Только что поев, Цинь Фанхэ не мог выпить много, поэтому, сделав несколько глотков, он перелил козье молоко в свой кувшин, а затем пошёл во внутреннюю комнату, взял небольшой кошелёк и спрятал его. — Теперь я поправился, и мне следует пойти поблагодарить.
Сейчас у него ничего не было, и в течение довольно долгого времени в будущем он мог полагаться только на родовые узы; общение было крайне необходимым.
Путь был совсем коротким, они немного посмеялись и в мгновение ока оказались на месте.
Цинь Шань первым толкнул дверь и радостно крикнул: — Хэ-гээр пришёл!
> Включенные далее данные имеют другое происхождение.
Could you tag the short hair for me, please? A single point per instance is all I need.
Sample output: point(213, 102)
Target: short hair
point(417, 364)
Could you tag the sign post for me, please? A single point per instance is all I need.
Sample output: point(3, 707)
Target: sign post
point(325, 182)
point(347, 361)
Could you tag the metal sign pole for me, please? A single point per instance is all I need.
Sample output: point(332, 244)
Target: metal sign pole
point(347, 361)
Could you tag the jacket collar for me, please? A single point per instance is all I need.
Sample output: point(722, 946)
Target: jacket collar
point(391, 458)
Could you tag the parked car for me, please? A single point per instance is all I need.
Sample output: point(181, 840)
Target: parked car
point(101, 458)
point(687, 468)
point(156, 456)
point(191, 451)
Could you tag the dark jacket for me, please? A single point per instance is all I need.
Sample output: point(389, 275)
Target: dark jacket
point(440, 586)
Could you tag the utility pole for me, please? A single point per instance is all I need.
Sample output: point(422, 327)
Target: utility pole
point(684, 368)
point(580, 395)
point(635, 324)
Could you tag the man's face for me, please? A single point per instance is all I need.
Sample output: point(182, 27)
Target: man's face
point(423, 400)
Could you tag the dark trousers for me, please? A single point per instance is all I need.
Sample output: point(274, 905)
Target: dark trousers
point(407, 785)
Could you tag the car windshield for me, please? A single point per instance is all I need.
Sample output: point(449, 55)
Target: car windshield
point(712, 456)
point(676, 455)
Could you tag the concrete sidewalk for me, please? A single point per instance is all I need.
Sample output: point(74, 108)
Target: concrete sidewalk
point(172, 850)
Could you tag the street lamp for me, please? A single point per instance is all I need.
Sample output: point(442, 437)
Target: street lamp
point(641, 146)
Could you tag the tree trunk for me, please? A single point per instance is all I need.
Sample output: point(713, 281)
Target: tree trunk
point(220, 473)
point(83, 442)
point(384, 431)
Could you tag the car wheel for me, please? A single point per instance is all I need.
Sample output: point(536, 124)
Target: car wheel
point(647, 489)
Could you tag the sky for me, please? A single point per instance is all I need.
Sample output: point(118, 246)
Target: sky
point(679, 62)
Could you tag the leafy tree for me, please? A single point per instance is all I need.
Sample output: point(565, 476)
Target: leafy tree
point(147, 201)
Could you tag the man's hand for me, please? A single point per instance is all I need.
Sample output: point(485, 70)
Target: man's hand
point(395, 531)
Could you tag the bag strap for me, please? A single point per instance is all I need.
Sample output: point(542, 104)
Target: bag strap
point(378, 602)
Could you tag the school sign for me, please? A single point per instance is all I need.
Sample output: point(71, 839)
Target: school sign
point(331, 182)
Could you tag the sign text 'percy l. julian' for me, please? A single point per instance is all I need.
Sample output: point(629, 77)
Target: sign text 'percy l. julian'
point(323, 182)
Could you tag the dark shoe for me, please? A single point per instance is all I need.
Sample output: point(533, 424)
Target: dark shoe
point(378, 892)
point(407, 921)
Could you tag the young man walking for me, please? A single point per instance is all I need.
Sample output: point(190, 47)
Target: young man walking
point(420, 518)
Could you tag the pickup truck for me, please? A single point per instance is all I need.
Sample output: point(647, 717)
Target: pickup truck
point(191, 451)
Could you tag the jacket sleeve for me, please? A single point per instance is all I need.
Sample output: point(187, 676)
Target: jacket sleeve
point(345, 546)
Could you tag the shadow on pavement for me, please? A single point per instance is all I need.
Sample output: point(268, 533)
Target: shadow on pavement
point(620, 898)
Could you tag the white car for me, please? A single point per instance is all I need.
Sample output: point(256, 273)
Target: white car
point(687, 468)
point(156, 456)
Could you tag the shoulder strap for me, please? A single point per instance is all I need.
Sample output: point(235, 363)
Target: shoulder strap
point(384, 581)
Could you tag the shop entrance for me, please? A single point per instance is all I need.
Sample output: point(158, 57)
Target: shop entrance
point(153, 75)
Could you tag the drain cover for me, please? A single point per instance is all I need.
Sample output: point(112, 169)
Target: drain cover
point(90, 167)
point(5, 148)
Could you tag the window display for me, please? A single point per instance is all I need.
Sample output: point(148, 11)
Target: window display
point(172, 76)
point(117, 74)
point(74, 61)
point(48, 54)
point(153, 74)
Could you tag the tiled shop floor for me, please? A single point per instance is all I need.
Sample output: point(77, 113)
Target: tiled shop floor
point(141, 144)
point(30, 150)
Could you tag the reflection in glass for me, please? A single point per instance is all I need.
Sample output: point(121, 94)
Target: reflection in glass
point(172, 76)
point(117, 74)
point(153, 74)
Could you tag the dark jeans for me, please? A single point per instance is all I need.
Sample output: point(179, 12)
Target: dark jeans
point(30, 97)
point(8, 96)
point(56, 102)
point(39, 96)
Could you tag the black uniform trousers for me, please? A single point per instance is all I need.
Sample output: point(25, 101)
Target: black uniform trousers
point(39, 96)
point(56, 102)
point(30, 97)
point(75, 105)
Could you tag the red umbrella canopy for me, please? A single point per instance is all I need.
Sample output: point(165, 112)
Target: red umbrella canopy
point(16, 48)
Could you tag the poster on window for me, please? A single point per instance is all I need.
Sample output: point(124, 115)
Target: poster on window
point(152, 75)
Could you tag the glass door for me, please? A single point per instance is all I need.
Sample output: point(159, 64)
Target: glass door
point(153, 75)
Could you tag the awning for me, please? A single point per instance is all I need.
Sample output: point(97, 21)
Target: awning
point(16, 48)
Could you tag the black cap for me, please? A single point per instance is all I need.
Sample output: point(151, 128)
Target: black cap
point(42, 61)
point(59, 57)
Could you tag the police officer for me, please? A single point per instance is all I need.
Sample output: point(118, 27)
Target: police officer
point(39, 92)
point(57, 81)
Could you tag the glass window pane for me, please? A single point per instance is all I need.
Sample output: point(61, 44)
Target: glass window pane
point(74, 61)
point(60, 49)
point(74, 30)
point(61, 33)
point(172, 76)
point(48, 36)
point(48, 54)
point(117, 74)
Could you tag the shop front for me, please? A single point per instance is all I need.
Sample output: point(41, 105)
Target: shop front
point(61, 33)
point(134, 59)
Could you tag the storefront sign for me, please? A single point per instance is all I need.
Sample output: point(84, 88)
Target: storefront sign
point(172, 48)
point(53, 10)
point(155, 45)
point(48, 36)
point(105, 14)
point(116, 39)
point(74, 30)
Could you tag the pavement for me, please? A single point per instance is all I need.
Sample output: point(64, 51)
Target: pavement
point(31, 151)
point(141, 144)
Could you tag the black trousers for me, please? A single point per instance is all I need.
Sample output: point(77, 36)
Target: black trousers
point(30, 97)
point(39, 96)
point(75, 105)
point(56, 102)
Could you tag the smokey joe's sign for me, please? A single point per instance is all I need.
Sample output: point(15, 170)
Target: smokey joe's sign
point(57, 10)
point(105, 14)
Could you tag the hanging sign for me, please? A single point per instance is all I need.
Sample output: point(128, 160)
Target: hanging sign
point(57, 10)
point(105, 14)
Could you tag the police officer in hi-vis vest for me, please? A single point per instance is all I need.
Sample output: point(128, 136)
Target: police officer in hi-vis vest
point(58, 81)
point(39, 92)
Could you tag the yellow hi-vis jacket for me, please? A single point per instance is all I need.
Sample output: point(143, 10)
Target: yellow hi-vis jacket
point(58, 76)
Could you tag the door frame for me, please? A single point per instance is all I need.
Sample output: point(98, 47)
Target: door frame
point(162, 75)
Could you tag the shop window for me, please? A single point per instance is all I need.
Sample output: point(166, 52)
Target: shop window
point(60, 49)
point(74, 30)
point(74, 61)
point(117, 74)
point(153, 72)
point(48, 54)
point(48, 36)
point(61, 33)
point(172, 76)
Едва его слова смолкли, как из внутренней комнаты показалась дородная женщина; увидев, что это действительно Цинь Фанхэ, она тут же преисполнилась радости, словно увидела заблудившегося бедного зверька, и, охваченная материнской любовью, полуобняв, полутаща, повела его во внутреннюю комнату, чтобы усадить: — Хороший мальчик, на кане тепло, не замёрзни...
Цинь Шань, улыбаясь, последовал за ними, сначала нащупал на кухне лепёшку из диких трав и кое-как съел её, затем повернулся, чтобы под карнизом набрать воды и заточить серп, готовясь идти в горы рубить дрова.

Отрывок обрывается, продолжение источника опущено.